By Haltech on 11/8/2007 10:13:59 PM , Rating: 2
Seeing how recent they just reported their earnings, I doubt that the 8000GT's had any effect in their revenue. So heres to another billion dollar quarter.

That tie kicks ass
By yacoub on 11/10/2007 6:43:30 PM , Rating: 2
An NVidia neon green tie. That's awesome!

By crystal clear on 11/10/2007 2:29:20 AM , Rating: 1
NVIDIA President and CEO Jen-Hsun Huang should be sendinf sending flowers & a thank you note to Advanced Micro Devices (AMD) CEO Hector Ruiz.

Hector gave Nvidia a gift: 1 full quater & more to come by taking over ATI.

AMDs preoccupation with INTEL(price wars) + debt issues+preoccupation with Barcelons/Phenom development etc.
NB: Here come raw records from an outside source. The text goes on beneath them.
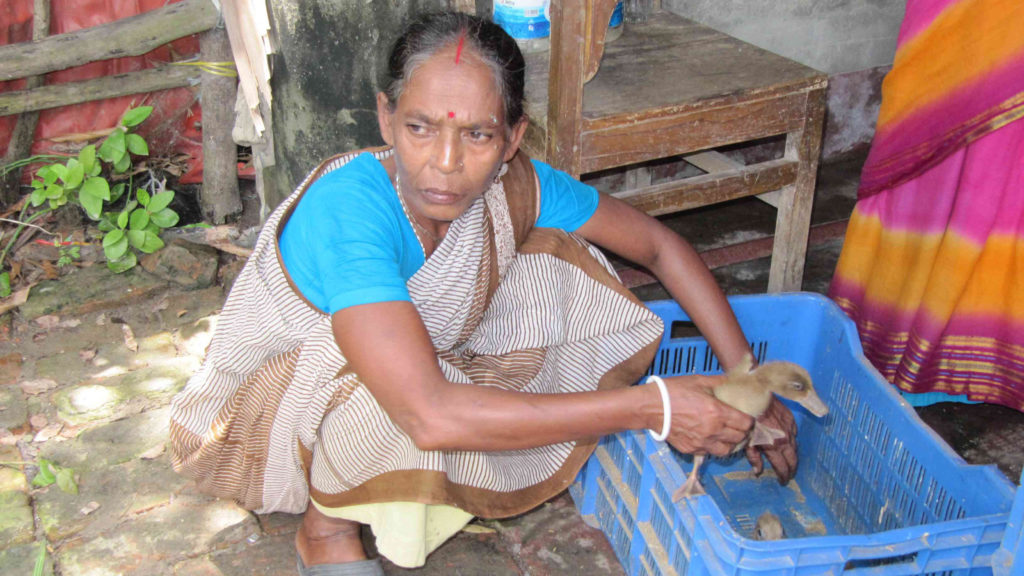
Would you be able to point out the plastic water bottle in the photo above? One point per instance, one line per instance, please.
(615, 25)
(525, 21)
(528, 22)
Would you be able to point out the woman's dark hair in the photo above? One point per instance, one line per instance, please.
(430, 33)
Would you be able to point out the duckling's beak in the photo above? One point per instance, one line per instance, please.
(813, 403)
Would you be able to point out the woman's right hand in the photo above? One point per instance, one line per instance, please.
(701, 423)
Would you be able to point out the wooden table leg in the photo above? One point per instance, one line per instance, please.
(794, 219)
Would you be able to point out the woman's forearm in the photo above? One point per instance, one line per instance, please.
(473, 417)
(684, 275)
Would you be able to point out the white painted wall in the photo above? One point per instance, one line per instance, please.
(833, 36)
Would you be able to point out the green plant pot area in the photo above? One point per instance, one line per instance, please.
(129, 213)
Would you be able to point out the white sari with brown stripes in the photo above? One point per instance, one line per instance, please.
(274, 417)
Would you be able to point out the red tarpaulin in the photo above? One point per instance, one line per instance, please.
(173, 128)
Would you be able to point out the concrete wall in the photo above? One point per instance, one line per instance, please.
(331, 54)
(834, 36)
(851, 40)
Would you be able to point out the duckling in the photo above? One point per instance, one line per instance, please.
(750, 391)
(769, 527)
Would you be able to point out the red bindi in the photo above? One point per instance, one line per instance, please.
(458, 50)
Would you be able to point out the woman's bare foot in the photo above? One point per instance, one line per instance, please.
(323, 539)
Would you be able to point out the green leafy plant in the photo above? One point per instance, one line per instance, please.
(68, 251)
(130, 219)
(50, 472)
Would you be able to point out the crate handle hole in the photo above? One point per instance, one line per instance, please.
(684, 329)
(873, 565)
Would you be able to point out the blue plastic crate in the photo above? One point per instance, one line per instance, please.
(877, 491)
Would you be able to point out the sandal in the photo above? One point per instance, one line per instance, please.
(357, 568)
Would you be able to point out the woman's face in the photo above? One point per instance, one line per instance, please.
(449, 134)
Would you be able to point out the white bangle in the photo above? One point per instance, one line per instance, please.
(666, 405)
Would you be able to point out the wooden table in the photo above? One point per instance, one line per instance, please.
(675, 88)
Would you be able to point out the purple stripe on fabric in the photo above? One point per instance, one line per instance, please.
(946, 123)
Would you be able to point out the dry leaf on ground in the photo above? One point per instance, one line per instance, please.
(15, 299)
(38, 385)
(153, 453)
(48, 433)
(477, 529)
(48, 322)
(130, 342)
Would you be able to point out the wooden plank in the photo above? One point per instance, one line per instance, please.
(127, 37)
(794, 218)
(712, 161)
(564, 94)
(672, 62)
(671, 134)
(598, 17)
(55, 95)
(671, 197)
(19, 145)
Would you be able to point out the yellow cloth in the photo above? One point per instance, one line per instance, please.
(406, 532)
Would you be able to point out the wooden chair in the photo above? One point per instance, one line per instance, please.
(671, 87)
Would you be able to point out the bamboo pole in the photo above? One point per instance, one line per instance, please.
(219, 197)
(24, 134)
(54, 95)
(127, 37)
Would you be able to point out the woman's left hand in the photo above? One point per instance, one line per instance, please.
(782, 452)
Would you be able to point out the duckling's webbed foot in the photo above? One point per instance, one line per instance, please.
(692, 486)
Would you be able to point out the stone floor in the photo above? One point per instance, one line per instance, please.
(89, 363)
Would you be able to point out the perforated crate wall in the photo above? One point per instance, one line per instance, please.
(877, 491)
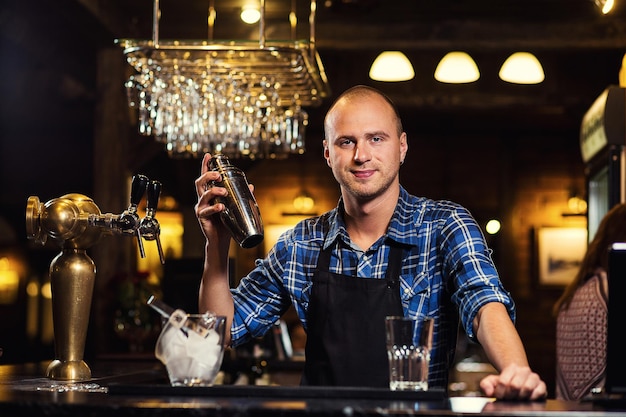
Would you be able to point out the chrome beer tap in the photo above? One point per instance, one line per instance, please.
(75, 222)
(149, 227)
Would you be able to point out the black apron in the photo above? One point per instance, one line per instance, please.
(346, 343)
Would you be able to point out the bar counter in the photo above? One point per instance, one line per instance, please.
(137, 388)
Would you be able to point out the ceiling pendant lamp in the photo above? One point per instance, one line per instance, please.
(457, 68)
(522, 68)
(392, 66)
(605, 5)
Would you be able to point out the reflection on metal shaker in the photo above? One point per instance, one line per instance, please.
(241, 215)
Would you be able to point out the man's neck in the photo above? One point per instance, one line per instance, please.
(367, 221)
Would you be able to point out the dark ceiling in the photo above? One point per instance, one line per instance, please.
(581, 49)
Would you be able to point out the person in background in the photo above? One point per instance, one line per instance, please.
(380, 252)
(581, 315)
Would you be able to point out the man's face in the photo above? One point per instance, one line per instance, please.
(362, 146)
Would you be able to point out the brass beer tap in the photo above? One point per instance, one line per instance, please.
(75, 222)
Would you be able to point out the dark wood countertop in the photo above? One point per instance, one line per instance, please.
(140, 388)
All this gave Nvidia an open field to itself,the market was all there to grab & make the most of it.

Nvidia couldnt have it better-what a GIFT.
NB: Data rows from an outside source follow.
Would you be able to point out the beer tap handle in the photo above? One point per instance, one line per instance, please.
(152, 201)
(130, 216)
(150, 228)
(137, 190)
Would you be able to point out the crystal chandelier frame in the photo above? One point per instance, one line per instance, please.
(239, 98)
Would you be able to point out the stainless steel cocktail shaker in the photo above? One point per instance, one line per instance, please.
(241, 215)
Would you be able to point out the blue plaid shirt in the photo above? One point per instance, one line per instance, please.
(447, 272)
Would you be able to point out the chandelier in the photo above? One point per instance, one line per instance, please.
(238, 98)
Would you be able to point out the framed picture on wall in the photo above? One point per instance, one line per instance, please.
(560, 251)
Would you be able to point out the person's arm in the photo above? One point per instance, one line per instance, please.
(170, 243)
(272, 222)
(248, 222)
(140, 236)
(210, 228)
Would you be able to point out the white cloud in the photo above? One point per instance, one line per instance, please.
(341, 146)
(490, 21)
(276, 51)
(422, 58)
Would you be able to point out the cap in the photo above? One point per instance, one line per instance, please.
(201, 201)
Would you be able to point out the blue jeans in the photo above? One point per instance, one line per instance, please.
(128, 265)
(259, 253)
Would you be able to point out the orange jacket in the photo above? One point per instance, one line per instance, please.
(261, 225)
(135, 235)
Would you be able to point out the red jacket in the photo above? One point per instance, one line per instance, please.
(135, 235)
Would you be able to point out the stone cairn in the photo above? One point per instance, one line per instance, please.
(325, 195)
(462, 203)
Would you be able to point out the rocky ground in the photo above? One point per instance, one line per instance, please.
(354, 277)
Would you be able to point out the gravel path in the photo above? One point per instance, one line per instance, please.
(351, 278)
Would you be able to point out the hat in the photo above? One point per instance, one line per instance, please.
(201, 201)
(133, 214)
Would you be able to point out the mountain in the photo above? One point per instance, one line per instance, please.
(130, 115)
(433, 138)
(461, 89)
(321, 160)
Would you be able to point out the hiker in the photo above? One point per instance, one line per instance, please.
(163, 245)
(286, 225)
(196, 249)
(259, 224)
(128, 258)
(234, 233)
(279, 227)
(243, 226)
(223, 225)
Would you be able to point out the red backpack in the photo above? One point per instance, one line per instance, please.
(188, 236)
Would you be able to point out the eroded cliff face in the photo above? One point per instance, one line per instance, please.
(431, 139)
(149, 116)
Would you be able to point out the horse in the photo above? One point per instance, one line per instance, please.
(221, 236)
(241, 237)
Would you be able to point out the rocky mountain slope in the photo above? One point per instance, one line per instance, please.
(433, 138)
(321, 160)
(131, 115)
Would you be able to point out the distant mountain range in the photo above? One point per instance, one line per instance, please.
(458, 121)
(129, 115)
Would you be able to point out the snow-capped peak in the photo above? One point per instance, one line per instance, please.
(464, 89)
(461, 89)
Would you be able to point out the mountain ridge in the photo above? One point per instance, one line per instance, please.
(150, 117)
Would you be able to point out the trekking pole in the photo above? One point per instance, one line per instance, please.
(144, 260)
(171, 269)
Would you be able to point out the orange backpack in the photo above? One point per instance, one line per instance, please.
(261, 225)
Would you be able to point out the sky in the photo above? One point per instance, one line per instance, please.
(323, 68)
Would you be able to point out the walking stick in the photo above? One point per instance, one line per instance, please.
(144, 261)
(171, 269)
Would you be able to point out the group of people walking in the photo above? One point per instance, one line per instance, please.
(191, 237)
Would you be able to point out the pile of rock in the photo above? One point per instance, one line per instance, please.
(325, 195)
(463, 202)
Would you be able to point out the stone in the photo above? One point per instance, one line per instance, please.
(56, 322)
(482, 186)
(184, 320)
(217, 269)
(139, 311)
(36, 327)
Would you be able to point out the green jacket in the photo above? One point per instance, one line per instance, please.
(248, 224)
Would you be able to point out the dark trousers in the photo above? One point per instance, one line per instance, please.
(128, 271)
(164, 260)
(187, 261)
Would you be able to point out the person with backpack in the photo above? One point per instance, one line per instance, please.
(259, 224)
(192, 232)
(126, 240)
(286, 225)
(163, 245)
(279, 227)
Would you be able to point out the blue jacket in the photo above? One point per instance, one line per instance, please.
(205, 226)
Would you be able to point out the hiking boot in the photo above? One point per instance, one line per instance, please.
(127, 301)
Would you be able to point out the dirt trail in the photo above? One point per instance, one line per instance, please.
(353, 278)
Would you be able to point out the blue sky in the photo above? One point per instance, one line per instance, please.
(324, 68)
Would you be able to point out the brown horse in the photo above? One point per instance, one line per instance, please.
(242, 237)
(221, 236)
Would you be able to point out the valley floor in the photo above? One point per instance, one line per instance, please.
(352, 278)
By Ard on 11/8/07, Rating: -1
RE: Hmm..
By Dactyl on 11/8/2007 8:54:19 PM , Rating: 2
It's probably the eyebrows. They're creeping me out.

RE: Hmm..
By Polynikes on 11/8/2007 8:57:51 PM , Rating: 3
What eyebrows? I see very light shadows expertly positioned where his eyebrows should be. Perhaps he had a run-in with an open flame. :P

RE: Hmm..
By BansheeX on 11/8/2007 9:13:11 PM , Rating: 5
Who needs eyebrows when your competition doesn't make you sweat?

RE: Hmm..
By EODetroit on 11/9/2007 9:48:17 AM , Rating: 2
Yeah, now that you mention it... the eyebrows... he doesn't really have them.

RE: Hmm..
By Suomynona on 11/9/2007 10:01:47 AM , Rating: 2
Your greyscale is adjusted properly when the eyebrows completely disappear.

RE: Hmm..
By PAPutzback on 11/9/2007 10:26:59 AM , Rating: 2
Sheesh. The picture didn't creep me out till I read this post.

RE: Hmm..
By AstroCreep on 11/8/2007 9:16:22 PM , Rating: 2
What I find entertaining is his tie; a very bright green (almost 'nVidia Green') tie.

RE: Hmm..
By spluurfg on 11/8/2007 11:07:53 PM , Rating: 2
Well you can make out stubble and the skin texture near his ears from hard lighting. Maybe they photoshopped out pimples and stuff, but it doesn't look like a fashion mag job or anything to me. I guess he got a haircut for the photo...

Back on topic, net income of roughly 1/6 revenue seems pretty good for such a tech company. I'm curious to know what the EBITDA margins are. Amortization is a huge cost to technology companies that rely on fabrication technology, so I suppose Nvidia saves a lot of money by outsourcing chip production.

RE: Hmm..
By PandaBear on 11/9/2007 1:09:32 AM , Rating: 3
Must be the rendering, not a real picture. This is just the latest on how far GPU come along.

RE: Hmm..
By Houdani on 11/9/2007 10:20:30 AM , Rating: 1
Not airbrushed -- just supersampled with AA and AF cranked up. The HDR on the tie is just muting all the other colors and making the scene a bit more hazy.